Il riconoscimento impegna l’istituzione in un processo strategico, pluriennale e continuativo di miglioramento delle politiche di equità, con l’obiettivo di consolidare un modello organizzativo sempre più inclusivo, sostenibile e orientato al futuro.
“Siamo consapevoli che si tratta di un primo passo, eppure siamo molto orgogliosi di questa certificazione” dichiara Alessandro Masi, Segretario generale della Società Dante Alighieri.
“L’italiano, come scrive la nostra Vicepresidente Edith Bruck, è lingua di libertà e porta nel mondo un messaggio di umanesimo che guarda alle persone di oggi, ai loro bisogni e alle loro aspettative, in un’ottica di dialogo e crescita comune.”
Le sei aree chiave della certificazione
L’esame ha riguardato le sei aree previste dalla UNI/PdR 125:2022: cultura e strategia aziendale, governance, gestione delle risorse umane, opportunità di crescita e leadership femminile, equità retributiva, tutela della genitorialità e conciliazione vita-lavoro.
Questo processo ha consentito alla Società di verificare e rafforzare i modelli di assunzione e gestione del personale, oltre alle politiche di valorizzazione delle diversità individuali. L’impegno ha incluso azioni di formazione e momenti di ascolto, destinati a proseguire nel medio e lungo periodo all’interno di un più ampio percorso di sviluppo organizzativo.
Un valore esteso alla rete internazionale
La cultura della parità di genere rappresenta un valore che la Società Dante Alighieri promuove in tutta la sua rete, composta da comitati in Italia e all’estero, scuole di italiano e centri d’esame PLIDA, dove si certificano le competenze linguistiche in italiano LS/L2 di persone non italofone.

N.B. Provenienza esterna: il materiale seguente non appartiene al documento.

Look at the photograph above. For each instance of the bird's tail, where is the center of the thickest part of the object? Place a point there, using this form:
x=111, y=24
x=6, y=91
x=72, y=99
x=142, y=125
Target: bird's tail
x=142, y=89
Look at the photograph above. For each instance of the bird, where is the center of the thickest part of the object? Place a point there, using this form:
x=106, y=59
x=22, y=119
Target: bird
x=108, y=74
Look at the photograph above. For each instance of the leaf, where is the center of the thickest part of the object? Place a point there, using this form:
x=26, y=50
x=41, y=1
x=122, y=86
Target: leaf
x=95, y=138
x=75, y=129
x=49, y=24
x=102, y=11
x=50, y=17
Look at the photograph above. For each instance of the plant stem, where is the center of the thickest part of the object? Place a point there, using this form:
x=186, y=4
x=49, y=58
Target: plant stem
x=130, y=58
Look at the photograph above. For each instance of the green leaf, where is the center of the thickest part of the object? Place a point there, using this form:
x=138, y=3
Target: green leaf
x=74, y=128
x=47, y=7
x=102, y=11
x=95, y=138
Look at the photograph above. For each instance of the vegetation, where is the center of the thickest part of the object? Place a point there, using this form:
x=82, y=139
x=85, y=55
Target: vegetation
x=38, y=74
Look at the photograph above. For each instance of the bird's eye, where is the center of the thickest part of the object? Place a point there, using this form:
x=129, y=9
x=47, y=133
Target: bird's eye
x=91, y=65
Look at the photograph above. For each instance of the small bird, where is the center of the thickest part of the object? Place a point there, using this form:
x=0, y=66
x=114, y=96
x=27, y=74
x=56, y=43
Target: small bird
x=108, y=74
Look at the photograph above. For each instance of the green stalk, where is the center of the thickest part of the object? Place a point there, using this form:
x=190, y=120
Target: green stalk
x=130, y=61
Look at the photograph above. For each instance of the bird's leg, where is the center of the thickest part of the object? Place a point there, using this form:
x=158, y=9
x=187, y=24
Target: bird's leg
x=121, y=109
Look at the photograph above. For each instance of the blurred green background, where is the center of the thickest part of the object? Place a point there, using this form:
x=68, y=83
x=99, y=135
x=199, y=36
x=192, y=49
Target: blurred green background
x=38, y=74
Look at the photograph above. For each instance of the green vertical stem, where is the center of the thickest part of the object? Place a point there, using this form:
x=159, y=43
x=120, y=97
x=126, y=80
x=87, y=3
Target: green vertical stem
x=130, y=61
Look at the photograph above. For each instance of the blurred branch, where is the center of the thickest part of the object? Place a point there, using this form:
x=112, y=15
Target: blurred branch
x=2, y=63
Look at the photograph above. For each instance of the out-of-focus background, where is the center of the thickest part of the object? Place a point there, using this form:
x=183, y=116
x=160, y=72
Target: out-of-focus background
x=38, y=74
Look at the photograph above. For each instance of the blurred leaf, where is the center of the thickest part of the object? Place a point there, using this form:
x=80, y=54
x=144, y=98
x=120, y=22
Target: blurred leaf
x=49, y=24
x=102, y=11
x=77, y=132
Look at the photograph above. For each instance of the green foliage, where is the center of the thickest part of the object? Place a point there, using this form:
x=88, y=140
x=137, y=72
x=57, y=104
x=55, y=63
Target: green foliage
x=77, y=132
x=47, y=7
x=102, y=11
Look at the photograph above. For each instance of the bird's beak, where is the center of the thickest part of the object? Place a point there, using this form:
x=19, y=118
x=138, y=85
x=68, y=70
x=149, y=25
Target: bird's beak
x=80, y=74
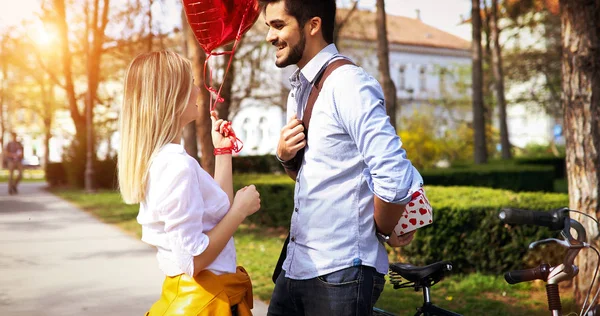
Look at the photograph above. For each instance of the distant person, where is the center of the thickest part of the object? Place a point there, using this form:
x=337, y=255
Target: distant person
x=14, y=158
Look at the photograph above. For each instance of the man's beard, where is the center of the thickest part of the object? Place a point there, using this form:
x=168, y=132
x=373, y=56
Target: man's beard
x=296, y=53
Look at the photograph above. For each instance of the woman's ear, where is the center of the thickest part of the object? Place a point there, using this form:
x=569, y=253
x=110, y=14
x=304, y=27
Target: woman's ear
x=315, y=25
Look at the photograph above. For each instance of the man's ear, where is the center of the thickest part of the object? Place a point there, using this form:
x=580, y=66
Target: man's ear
x=314, y=25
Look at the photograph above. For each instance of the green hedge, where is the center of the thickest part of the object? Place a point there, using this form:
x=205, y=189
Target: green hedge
x=558, y=163
x=510, y=177
x=105, y=174
x=257, y=164
x=466, y=228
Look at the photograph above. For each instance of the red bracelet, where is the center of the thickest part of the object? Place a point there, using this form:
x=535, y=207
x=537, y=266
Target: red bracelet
x=222, y=151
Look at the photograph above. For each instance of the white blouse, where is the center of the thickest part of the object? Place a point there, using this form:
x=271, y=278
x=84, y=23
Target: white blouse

Fondata nel 1889, la Società opera oggi attraverso una rete mondiale di 450 comitati, 110 Presìdi letterari, 60 scuole affiliate alla Fondazione ADASIM e 370 centri d’esame PLIDA, contribuendo alla diffusione della lingua e della cultura italiane nel mondo.
Con il supporto della società di consulenza Ambire SB, la Dante ha inoltre avviato un percorso di adozione di un linguaggio sempre più inclusivo e rivolto a un pubblico ampio e diversificato: corpo docente, studentesse e studenti, persone associate, mondo accademico e istituzioni.
Una scelta che punta a migliorare la qualità della didattica, della formazione e dell’offerta culturale, rafforzando al contempo la promozione dell’umanesimo italiano, considerato centrale nei processi di dialogo e pace in uno scenario internazionale sempre più complesso.